Unlike Band of Brothers' Easy Company, the pilots in Masters of the Air's first two episodes are undisciplined, rowdy, and airsick. There's historical truth behind it all. Before they were truly ready for war, the 100th Bomb Group reportedly went through several commanding officers and failed training missions. (This all occurs before episode 1 sends the boys on their first European mission.) After an enemy assault results in the loss of three planes, Butler's Cleven is shellshocked. His best friend had been on two missions before. "Why didn’t you tell me?" he asks Egan. "You didn’t tell me it was like that."

As you watch Masters of the Air, you'll find that the 100th Bomb Group—nicknamed the "Bloody 100th" due to their unit's high number of casualties—saw an entirely different conflict than what's portrayed in Band of Brothers. It's pure chaos up there—and victories are counted by how many men returned home after each skirmish. In Masters of the Air, you're a hero if you survive.

masters of the air callum turner
Meet TV’s hottest new bromance.Robert Viglasky - Apple

Still, Masters of the Air retains the heart of Hanks and Spielberg's previous collaborations: camaraderie. As our main characters Butler and Turner are shining beacons of brotherhood, serving up the best bromance on television since New Girl's Nick and Schmidt. After the teardown of their facades in the 100th's first mission over Bremen, Germany, you get the feeling that it'll only get harder for them to stay strong as the war goes on.

Thankfully, episode 2 gives the boys a win.

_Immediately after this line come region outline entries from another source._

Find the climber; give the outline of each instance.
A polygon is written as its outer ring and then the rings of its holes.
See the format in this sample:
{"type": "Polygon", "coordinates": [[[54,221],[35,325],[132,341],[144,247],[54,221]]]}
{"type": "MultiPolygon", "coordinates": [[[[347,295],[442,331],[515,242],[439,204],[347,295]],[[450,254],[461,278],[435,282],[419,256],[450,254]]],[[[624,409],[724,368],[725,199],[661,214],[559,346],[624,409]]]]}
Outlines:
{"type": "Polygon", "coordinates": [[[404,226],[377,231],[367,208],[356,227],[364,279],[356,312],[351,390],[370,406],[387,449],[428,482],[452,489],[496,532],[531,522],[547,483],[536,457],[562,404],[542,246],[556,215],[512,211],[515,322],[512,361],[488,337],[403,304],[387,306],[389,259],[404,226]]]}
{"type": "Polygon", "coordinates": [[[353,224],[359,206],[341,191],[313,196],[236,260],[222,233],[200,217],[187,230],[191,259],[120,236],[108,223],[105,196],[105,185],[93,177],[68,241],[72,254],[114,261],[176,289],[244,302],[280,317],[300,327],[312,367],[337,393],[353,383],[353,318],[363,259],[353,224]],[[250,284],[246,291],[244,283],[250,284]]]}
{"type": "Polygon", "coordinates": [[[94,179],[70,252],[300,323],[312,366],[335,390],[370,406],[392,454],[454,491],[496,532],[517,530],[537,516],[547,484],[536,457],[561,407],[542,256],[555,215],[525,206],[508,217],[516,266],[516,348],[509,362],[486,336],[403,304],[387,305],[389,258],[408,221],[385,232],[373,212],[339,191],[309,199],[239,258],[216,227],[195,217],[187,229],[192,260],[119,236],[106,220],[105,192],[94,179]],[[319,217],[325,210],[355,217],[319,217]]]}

Joined by Crosby (Boyle) and Lieutenant Curtis Biddick (Barry Keoghan), our band of UK-actors-turned-American-pilots take to to the skies for a successful bombing of a German U-boat pen in Norway. We also have a good amount of laughs—which you should absolutely savor. At one point,Crosby is so airsick that he makes a big mistake while navigating the plane... which somehow saves their lives. Meanwhile, Biddick (safely!) crash-lands in a Royal Air Force officer's vegetable patch in Scotland. This event did occur in real life. But the extra joke, of course, is that Keoghan has a great time at the officer's house because he gets to shed that New Yahwka accent—and revert to his usual Irish self for a moment.

Going forward, the series is firmly buckled in and ready for takeoff. We'll surely experience heartbreak in Masters of the Air, even if the series pays more attention to those who survived the war than those who were lost. World War II was simply a level evil and mass destruction that no one was ready for. At one point in Masters of the Air's two-episode premiere, Cleven asks Egan why he didn't warn him about the harrowing missions to come. Egan simply replies, "I didn’t know what to say. You’ve seen it now."